Note the italicized word. Unanimously. That couldn't have happened several years ago, when mention of the dreaded "M" word provoked protests from powers on the downtown campus (UMAB) so potent the board of regents dropped UMAB from its consolidation plans. Instead, the regents pursued a UMBC-University of Baltimore combine. That effort also failed, leaving the regents wary of further merger talk.

But consolidating higher education makes so much sense the "M" word was bound to re-enter UM's academic vocabulary. Finally, Shaila Aery, the state's higher education secretary, took the lead in pressing for renewed discussions. A UMBC-UMAB combination was endorsed by the Maryland Higher Education Commission this summer. And now, the two presidents and key campus leaders have jumped on the bandwagon.

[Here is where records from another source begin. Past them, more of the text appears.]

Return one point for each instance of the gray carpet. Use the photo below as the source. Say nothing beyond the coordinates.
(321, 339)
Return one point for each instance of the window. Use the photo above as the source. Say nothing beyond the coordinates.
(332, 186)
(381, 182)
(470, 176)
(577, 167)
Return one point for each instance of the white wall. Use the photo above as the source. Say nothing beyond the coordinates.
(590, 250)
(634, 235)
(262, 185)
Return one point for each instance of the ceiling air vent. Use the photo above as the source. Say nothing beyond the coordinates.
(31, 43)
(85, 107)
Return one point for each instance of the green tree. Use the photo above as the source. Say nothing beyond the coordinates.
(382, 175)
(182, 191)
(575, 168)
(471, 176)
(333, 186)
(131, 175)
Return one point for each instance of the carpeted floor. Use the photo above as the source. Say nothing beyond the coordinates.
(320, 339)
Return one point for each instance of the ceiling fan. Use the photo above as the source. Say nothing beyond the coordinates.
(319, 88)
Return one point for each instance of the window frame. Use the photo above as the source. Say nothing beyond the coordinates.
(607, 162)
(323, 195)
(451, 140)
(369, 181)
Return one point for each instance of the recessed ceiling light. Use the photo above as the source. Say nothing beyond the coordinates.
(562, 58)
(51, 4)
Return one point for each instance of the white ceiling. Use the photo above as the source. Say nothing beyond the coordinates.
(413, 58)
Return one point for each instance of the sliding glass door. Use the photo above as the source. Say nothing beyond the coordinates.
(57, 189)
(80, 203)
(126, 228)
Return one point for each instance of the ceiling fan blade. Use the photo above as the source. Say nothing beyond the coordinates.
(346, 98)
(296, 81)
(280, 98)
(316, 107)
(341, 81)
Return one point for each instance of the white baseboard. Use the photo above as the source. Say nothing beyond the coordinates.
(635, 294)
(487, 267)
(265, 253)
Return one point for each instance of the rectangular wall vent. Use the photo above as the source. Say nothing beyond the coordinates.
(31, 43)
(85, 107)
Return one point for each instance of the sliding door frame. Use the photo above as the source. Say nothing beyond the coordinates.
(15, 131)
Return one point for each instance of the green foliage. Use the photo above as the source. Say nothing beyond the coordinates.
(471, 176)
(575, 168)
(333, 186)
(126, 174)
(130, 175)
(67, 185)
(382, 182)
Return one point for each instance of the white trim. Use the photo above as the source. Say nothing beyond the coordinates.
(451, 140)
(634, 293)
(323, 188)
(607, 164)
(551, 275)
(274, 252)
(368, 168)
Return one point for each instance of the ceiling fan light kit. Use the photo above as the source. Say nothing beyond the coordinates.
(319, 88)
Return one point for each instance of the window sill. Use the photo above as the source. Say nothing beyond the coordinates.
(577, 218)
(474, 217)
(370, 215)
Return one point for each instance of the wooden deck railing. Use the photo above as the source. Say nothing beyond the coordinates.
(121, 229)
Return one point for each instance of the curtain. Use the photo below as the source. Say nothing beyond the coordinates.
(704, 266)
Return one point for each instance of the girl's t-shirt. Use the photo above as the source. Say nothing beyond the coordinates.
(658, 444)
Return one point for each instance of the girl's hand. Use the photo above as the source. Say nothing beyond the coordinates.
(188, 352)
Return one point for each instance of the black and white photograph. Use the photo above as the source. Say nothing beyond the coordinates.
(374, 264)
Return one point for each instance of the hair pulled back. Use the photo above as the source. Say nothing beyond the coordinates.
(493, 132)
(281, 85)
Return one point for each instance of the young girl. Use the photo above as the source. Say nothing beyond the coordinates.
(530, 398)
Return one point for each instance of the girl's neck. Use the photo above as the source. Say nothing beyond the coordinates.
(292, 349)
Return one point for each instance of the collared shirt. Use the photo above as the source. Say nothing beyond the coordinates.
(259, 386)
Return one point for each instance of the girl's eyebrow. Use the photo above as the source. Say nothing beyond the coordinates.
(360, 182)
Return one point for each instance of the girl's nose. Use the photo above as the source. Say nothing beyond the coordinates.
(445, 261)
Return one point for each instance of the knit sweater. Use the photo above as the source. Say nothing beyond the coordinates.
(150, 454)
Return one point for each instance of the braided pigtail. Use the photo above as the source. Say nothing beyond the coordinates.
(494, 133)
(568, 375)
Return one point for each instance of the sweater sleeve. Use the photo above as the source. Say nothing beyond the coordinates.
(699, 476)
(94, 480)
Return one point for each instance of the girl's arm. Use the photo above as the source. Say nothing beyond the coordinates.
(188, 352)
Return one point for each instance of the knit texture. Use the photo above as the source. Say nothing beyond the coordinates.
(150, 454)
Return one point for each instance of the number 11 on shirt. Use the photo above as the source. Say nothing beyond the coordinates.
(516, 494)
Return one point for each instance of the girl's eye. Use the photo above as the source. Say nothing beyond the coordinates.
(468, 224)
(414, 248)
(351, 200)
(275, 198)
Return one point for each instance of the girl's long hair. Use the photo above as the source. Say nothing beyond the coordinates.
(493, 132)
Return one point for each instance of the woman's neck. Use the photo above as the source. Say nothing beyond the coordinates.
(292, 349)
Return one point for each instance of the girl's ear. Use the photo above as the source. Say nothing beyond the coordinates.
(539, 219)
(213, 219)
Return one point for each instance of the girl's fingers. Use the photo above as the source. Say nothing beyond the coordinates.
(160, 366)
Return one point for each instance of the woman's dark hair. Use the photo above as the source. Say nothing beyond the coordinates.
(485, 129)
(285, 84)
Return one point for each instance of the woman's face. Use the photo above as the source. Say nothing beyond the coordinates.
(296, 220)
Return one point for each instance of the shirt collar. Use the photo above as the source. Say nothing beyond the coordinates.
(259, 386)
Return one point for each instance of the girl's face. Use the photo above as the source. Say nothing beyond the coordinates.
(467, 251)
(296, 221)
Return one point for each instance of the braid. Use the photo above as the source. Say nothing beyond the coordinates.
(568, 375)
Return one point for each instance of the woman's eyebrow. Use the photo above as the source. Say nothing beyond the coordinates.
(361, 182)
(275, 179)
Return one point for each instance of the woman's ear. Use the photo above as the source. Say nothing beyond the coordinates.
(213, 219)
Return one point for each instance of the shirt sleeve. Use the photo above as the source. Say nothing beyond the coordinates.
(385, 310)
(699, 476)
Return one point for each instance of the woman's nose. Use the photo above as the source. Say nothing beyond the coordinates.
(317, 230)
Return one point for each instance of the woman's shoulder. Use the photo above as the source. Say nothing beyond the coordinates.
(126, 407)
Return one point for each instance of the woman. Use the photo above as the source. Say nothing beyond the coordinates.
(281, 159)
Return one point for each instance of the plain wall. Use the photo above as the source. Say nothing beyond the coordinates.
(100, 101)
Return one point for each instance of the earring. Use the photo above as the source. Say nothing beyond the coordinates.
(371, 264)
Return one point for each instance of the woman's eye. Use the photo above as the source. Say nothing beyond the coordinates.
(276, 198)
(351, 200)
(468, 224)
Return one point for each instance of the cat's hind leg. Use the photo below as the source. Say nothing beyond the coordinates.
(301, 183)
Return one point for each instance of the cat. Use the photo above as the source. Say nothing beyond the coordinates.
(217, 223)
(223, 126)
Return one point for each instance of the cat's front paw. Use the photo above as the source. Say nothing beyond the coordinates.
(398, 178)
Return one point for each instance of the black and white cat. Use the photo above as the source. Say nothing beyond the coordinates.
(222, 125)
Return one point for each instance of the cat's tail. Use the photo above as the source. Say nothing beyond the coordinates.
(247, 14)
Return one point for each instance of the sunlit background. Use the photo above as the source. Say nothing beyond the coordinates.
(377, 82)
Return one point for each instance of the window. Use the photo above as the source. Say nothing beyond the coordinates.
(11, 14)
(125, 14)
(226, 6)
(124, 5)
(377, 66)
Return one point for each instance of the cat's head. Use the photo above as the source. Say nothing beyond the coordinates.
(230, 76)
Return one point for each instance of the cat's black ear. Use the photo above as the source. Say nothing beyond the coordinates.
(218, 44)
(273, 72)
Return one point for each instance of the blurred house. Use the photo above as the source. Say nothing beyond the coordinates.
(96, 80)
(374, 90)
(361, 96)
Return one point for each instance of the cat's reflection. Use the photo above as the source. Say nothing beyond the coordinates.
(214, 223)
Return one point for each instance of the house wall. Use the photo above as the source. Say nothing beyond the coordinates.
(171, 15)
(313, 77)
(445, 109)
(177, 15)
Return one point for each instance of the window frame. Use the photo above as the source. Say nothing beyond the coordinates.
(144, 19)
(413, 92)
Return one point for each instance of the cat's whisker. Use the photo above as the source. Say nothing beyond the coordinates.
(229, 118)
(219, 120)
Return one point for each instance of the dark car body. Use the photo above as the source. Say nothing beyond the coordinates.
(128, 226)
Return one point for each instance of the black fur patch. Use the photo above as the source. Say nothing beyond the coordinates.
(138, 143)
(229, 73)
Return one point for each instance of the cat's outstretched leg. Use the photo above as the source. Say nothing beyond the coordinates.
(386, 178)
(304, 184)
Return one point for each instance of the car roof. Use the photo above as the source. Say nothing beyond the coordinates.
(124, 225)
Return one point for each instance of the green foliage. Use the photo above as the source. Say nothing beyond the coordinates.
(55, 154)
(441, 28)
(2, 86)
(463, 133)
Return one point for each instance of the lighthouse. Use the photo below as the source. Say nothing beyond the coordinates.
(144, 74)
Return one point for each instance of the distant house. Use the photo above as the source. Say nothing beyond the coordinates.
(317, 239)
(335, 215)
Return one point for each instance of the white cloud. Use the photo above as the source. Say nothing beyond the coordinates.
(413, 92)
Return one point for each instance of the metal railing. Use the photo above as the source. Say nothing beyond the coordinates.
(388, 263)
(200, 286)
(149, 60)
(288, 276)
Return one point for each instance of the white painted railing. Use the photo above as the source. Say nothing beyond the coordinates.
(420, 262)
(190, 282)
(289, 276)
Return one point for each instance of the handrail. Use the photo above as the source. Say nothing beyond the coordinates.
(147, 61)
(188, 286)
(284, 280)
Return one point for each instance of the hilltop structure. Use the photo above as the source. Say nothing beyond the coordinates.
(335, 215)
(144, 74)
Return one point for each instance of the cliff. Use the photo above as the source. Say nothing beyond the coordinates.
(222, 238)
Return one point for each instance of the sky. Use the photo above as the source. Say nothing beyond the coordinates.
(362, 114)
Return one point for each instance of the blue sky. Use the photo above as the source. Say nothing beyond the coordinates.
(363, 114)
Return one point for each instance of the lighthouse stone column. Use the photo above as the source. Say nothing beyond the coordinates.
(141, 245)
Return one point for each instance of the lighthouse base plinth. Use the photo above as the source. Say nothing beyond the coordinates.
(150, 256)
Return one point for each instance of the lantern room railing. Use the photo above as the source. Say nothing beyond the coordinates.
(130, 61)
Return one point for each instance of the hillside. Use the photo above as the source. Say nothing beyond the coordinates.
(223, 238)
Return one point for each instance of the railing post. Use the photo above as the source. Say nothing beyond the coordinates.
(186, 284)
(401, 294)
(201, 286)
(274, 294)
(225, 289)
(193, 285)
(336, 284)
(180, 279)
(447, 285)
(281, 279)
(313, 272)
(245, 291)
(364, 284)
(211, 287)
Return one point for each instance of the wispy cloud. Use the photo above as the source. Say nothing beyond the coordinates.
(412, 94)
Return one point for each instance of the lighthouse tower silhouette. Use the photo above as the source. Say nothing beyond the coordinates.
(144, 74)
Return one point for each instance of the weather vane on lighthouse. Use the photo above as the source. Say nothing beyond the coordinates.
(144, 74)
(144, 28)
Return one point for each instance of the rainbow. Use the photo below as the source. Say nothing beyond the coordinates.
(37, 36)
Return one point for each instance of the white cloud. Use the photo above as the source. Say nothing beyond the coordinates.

Why merge these distinctive campuses? Because, as UMBC's Michael Hooker and UMAB's Errol Reese noted, "The unified institution would be larger than the sum of its parts." Exciting research opportunities would open up, thanks to "creative collaboration among the professions, the arts and humanities, the social and physical sciences and engineering." UMAB's science-oriented professional schools would have access to UMBC's engineering, computer science and biotechnology departments. The two campuses would act as a magnet to attract private and government investment in the life sciences to Baltimore.

The potential is enormous. By removing existing administrative barriers, cooperation between the campuses could flourish, creating a nationally recognized research university. It would be a forward-looking university. As the two presidents noted, "the most effective universities [in the 21st century] will be those with an interdisciplinary orientation built upon a variety of professions, disciplines and programs." That describes the new UMB.

Significant barriers remain. Operational problems have to be worked out. The board of regents must endorse the plan. Parochial educators at UM's College Park campus have to be mollified. And state legislators must give their stamp of approval. Even then, the two presidents want to spend another year ironing out details.

We have long championed consolidation of public higher-education in Baltimore. The new UMB will give us a first-rate research center with a tightly focused academic emphasis tied to the city's thrust for economic development in the sciences. It will attract top-caliber professors, researchers and the best of local students. It is a proposal that warrants strong support from business, civic and political leaders throughout the region.